Whether the acquisition or sale by a corporation of shares of its own capital stock gives rise to taxable gain or deductible loss depends upon the real nature of the transaction involved. Walville Lumber Co. v. Com. of Internal Revenue (C.C.A.) 35 F.2d 445; Spear Co. v. Heiner (D.C.) 54 F.2d 134. If it was in fact a capital transaction, i.e., if the shares were acquired or parted with in connection with a readjustment of the capital structure of the corporation, the Board rule applies. Doyle v. Mitchell Bros. Co., 247 U.S. 179, 184, 38 S. Ct. 467, 62 L. Ed. 1054; Eisner v. Macomber, 252 U.S. 189, 40 S. Ct. 189, 64 L. Ed. 521, 9 A.L.R. 1570. But where the transaction is not of that character, and a corporation has legally dealt in its own stock as it might in the shares of another corporation, and in so doing has made a gain or suffered a loss, we perceive no sufficient reason why the gain or loss should not be taken into account in computing the taxable income. The view taken by the Board of Tax Appeals (see Houston Brothers Co. v. Commissioner, 21 B.T.A. 804) presses accounting theory too far in disregard of plain facts. It is not supported by any decision which has come to our attention except those of the Board. In Knickerbocker Imp. Co. v. Board of Assessors, 74 N.J. Law, 583, 585, 65 A. 913, 915, 7 L.R.A. (N.S.) 885, the plaintiff corporation was held liable for the franchise tax on its own stock which it had bought and held in its treasury. The court said: "Stock once issued is and remains outstanding until retired and canceled by the method provided by statute for the retirement and cancellation of capital stock." (Dill, J.) In United States v. Kirby Lumber Co., 284 U.S. 1, 52 S. Ct. 4, 76 L. Ed. ___, dealing with a question somewhat similar to the present one, the court said: "We see nothing to be gained by the discussion of judicial definitions.

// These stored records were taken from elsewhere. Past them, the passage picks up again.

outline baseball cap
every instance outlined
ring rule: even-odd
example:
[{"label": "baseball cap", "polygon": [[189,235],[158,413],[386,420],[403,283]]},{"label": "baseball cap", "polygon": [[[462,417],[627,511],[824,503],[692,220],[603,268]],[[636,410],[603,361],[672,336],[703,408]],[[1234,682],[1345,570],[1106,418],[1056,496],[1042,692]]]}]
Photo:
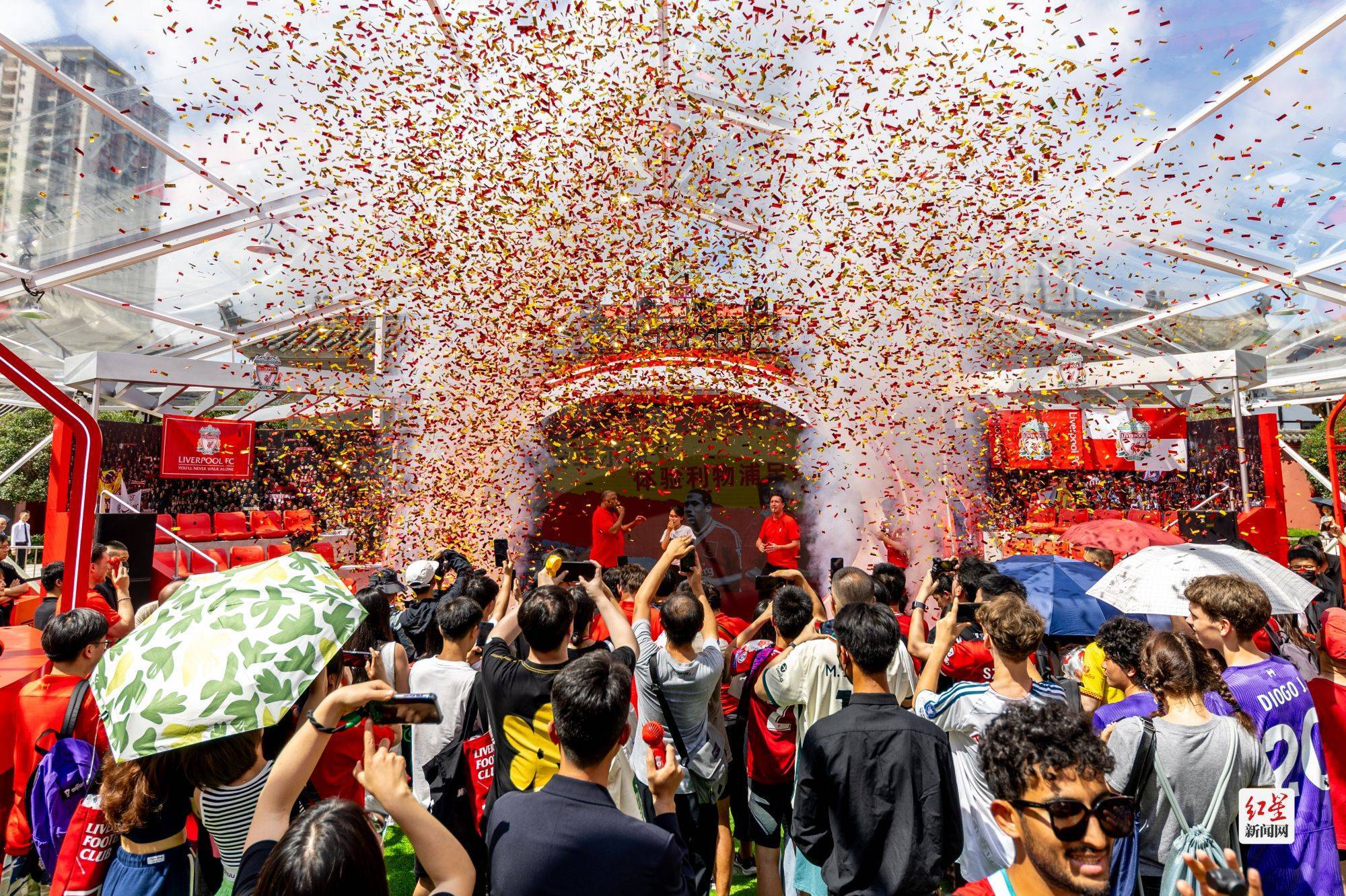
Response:
[{"label": "baseball cap", "polygon": [[402,577],[412,588],[427,588],[435,581],[436,572],[439,572],[439,564],[433,560],[416,560],[402,570]]},{"label": "baseball cap", "polygon": [[1337,662],[1346,662],[1346,609],[1341,607],[1324,609],[1318,626],[1318,638],[1327,655]]},{"label": "baseball cap", "polygon": [[369,588],[377,588],[385,595],[400,595],[406,585],[397,577],[396,569],[380,569],[369,577]]}]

The defendant in error has realized within the year an accession to income, if we take words in their plain popular meaning, as they should be taken here." (Holmes, J.) See, too, Maryland Casualty Co. v. United States, 251 U.S. 342, 40 S. Ct. 155, 64 L. Ed. 297. As has often been said, taxes are practical things and should be dealt with on a practical basis.
The transaction involved in this case was equivalent to the payment of the debt in cash and the investment of the proceeds by the corporation in its own stock. If that had been done clearly the cash received would have been taxable income. The transaction was not changed in its essential character by the fact that, as the debtor happened also to own the stock, the money payment and the purchase of stock were by-passed, and the stock was directly transferred in payment of the debt. The stock was the medium in which the debt was paid. The wide door to evasion of taxes opened by the decision of the Board is an additional reason, and a weighty one, against it.
The penalty was wrongfully assessed. The Woods Company had the right to act on its own view of the law, if honestly held and not obviously untenable. That it was honestly held, there appears no reason to doubt; that it was not obviously untenable is shown by the decision of the Board.
The order or decision of the Board of Tax Appeals is reversed, and the case is remanded to that Board for further proceedings not inconsistent with this opinion.